There’s been a lot of hogwash about “smart” as we traverse the smart city and smart government hype cycle. Two large technology vendors claim to have put “smart cities” in a box. (Oracle and Microsoft. Perhaps these vendors have transcended artificial intelligence to magic?) It’s a symptom of claiming that “smart” is all about technology – especially when vendor-driven.
Governance and Smart
The majority of smart government hype that I see is focused on technology enablers. Not what is important to make cities and governments leverage appropriate technology to support smart, sustainable and exclusive growth.
Government organizations do not become “smart” by adopting the latest technology. It’s a transformation journey. As Andrea di Maio from the Gartner Group observed four years ago, perhaps “astute” is a better word than “smart”. It’s the what, why, when, who and how of technology adoption that is smart or astute – in other words, governance.
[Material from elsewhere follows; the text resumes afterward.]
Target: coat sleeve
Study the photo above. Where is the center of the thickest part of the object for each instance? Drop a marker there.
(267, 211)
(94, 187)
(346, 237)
The FreeBalance Smart Model
Smart government has become the focus for the Innovation Group at FreeBalance. This came from the realization that our core competence in good governance was critical for governments – from national to local – to achieve the promise of smart government. Unlike most technology vendors, we understand where technology fits in importance.
Our model of smart government consists of five layers:
- Smart Characteristics: characteristics or elements that enable measuring “smart”. It’s about measurement, so performance is critical – performance tied to policy, internal processes, citizens and human resources and encapsulated in programs
- Smart Goals: policy and performance needs to be tied to overall goals like financial and environmental sustainability – depending on the context – and that makes it impossible to get “out of the box”
- Smart Solutions: categories of technology-enabled solution types to support goals like open government for citizen engagement, digital transformation for improved services or smart public finances for improved planning
- Technology Platform: orchestrating and integrating technology with goals
- Technology: underlying SMACT (Social, Mobile, Analytics, Cloud and the Internet of Things) augmented by gamification and nudge techniques to change citizen behaviour.
Smart doesn’t just happen when a city installs pollution sensors or leverages cloud computing. A national government doesn’t become smart overnight with a transparency portal. The “smart” governance opportunity is almost unprecedented, as long as the political, economic, social and cultural contexts are considered. If not, “smart” government initiatives are doomed to fail to achieve “astute” goals.